Chi nel futuro si cimenterà in attività minerarie nello Spazio potrà contare su intere squadre di aiutanti piccoli piccoli, ma efficientissimi: ci sono batteri che infatti possono estrarre elementi utili dalle rocce anche in microgravità, come dimostra un esperimento compiuto sulla Stazione Spaziale Internazionale.
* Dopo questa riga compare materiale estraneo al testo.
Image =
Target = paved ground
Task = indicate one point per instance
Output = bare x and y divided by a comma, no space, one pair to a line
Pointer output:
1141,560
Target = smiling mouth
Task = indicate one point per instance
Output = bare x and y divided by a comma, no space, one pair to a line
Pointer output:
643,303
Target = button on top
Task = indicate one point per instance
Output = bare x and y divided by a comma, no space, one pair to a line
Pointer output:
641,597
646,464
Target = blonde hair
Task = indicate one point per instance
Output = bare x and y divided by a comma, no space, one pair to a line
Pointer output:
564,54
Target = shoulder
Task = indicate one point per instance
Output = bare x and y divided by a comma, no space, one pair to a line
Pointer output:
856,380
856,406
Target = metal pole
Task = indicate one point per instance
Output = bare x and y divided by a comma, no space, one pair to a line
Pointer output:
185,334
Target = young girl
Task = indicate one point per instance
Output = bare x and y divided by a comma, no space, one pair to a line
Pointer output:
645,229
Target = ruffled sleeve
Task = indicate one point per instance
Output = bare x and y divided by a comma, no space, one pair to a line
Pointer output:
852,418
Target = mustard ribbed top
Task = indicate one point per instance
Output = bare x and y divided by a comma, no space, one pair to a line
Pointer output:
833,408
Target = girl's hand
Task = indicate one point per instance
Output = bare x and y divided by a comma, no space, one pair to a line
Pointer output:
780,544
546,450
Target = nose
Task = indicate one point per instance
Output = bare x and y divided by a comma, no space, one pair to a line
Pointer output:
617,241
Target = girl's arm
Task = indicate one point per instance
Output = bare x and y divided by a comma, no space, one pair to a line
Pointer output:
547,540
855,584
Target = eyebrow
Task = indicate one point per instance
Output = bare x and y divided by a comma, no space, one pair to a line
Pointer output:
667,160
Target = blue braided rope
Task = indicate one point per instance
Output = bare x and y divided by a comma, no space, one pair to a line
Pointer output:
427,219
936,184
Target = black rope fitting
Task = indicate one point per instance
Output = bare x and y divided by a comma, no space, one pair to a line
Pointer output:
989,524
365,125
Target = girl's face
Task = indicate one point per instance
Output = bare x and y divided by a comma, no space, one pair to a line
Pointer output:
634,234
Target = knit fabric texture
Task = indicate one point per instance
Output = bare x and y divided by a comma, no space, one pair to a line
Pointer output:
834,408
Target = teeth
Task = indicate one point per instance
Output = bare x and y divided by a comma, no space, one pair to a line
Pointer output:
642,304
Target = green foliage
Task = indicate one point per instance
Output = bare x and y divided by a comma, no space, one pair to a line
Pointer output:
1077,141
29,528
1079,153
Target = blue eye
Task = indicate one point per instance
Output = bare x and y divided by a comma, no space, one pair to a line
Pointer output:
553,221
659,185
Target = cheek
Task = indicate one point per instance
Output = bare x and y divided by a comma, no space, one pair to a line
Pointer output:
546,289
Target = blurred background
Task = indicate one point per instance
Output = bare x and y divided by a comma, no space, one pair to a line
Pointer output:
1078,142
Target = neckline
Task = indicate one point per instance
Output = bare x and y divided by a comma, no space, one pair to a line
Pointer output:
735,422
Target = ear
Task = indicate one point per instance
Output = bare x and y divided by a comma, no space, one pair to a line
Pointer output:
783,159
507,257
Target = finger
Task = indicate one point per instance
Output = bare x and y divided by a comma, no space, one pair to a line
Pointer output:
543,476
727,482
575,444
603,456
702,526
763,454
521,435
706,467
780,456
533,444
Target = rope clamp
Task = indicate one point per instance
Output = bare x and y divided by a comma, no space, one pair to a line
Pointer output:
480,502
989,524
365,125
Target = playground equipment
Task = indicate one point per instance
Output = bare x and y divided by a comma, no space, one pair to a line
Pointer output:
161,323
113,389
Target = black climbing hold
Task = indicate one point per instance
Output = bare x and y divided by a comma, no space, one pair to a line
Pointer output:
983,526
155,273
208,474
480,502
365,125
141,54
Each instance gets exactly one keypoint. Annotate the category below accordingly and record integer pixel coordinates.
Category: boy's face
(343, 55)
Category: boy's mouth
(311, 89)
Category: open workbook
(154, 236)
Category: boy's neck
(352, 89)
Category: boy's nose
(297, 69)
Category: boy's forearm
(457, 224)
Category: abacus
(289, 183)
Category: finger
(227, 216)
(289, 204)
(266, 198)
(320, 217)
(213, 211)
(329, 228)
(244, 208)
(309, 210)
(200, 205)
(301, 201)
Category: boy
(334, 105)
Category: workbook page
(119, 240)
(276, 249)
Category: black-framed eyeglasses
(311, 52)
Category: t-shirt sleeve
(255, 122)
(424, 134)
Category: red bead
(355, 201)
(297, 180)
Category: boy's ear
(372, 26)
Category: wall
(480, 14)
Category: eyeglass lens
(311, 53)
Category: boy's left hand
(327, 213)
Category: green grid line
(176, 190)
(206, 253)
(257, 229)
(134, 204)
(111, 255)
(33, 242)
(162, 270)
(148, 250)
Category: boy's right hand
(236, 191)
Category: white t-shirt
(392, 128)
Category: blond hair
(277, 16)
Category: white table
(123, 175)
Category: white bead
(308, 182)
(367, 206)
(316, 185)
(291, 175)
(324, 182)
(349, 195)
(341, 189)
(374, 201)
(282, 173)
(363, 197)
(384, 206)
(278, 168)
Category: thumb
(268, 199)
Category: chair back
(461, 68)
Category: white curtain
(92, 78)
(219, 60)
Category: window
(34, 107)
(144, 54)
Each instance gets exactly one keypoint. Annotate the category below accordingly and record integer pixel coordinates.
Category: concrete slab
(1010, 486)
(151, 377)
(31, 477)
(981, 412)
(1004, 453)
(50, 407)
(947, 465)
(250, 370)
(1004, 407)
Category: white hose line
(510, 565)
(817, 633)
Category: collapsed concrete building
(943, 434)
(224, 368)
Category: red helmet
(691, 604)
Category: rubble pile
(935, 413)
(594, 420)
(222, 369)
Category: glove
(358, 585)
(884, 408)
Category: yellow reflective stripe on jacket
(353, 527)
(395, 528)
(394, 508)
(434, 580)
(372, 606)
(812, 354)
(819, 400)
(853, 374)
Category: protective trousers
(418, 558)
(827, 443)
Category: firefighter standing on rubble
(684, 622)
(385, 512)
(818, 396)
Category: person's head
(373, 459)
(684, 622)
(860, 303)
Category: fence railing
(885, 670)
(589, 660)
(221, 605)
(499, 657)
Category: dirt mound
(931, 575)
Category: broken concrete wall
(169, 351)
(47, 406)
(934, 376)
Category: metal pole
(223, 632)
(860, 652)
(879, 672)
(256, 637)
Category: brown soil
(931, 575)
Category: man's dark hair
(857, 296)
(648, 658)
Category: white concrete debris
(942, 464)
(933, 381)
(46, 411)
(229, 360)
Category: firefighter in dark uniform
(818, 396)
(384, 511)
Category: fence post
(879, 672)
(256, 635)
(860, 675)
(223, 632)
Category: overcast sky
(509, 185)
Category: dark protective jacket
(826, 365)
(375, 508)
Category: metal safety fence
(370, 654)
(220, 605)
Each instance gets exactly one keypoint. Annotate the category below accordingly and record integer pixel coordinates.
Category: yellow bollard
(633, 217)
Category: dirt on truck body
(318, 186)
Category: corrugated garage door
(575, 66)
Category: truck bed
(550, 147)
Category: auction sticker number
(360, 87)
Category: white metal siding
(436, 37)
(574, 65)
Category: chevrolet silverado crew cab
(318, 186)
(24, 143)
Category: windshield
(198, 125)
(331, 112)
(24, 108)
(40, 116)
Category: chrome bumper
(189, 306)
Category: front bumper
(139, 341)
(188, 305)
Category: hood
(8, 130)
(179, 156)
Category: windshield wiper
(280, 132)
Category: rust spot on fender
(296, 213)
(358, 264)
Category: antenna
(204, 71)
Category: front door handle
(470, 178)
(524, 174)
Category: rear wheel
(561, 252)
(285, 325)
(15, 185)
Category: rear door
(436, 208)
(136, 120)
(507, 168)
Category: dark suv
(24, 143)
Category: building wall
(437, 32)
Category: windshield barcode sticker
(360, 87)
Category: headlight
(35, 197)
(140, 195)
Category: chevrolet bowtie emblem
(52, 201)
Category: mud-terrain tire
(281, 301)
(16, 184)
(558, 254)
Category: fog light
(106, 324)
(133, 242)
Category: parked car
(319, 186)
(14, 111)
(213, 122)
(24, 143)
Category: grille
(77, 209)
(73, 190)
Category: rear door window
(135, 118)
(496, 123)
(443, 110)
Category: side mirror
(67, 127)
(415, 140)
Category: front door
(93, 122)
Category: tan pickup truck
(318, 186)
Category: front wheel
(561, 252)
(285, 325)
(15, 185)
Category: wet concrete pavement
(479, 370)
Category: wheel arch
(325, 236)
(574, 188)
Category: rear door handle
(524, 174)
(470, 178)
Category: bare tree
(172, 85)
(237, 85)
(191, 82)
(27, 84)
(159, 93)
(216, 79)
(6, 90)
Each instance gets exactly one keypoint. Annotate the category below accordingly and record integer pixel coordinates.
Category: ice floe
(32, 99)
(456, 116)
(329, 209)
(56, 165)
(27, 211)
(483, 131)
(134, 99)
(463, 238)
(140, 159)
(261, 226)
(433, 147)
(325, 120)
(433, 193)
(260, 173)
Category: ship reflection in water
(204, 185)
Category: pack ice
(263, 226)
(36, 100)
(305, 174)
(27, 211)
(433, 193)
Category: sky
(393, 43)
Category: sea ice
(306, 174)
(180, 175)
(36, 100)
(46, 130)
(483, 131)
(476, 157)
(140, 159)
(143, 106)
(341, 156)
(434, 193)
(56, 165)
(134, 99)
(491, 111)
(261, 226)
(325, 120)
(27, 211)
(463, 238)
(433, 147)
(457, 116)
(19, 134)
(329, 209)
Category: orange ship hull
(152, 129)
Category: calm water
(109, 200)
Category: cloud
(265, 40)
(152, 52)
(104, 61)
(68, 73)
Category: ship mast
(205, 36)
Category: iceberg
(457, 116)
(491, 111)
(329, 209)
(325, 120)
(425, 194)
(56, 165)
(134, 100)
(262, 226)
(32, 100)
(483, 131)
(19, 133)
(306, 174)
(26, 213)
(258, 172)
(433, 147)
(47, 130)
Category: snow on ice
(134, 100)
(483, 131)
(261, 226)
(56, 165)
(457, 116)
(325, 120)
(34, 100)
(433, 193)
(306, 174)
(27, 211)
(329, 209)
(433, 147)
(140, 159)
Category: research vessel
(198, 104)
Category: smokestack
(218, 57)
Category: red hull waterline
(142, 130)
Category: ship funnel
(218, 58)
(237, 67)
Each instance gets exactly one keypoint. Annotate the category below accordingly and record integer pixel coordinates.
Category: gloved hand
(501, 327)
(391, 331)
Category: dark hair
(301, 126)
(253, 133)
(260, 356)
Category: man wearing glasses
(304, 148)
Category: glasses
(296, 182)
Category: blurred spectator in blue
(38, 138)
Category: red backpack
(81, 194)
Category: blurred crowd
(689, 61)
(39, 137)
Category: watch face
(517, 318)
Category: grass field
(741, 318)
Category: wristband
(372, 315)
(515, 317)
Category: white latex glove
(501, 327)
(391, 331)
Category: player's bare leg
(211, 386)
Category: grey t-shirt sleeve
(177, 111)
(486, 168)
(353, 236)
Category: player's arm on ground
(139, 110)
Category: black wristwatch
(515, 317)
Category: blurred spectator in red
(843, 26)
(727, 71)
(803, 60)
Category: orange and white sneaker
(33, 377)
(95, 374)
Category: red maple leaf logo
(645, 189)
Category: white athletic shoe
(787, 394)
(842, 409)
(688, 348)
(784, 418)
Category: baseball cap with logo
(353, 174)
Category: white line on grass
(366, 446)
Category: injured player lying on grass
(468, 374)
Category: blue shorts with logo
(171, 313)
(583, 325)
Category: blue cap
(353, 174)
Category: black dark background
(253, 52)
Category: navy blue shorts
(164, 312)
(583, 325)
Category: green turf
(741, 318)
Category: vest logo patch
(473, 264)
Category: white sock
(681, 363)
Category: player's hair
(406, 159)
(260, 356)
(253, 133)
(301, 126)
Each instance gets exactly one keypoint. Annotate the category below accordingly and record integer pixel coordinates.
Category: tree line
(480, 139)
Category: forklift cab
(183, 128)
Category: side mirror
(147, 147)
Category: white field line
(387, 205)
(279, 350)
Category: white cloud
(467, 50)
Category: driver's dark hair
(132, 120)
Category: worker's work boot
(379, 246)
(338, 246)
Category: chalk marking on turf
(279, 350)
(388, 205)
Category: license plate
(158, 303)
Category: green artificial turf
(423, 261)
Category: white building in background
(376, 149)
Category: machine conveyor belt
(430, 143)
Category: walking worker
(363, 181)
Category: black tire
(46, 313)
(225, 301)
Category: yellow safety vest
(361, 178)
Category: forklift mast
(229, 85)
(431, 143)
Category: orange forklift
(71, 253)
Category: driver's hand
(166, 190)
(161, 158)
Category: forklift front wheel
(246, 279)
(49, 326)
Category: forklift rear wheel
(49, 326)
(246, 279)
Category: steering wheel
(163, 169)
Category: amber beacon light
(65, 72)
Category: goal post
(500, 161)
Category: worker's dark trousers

Il lavoro, descritto su Nature Communication, apre prospettive interessanti per il sostentamento delle future colonie spaziali e per lo sfruttamento minerario della Luna e degli asteroidi.

Un viaggio di lavoro. Sulla Terra, batteri e altri microrganismi contribuiscono naturalmente ai processi erosivi delle rocce, e alcuni sono già sfruttati per le loro capacità estrattive in ambito industriale: essi rilasciano composti che accelerano le reazioni chimiche di dissoluzione delle rocce, per liberare le sostanze di cui hanno bisogno per sopravvivere. Questa caratteristica è sfruttata per esempio per l'estrazione di rame, oro e terre rare, tutti elementi indispensabili all'industria di computer e smartphone.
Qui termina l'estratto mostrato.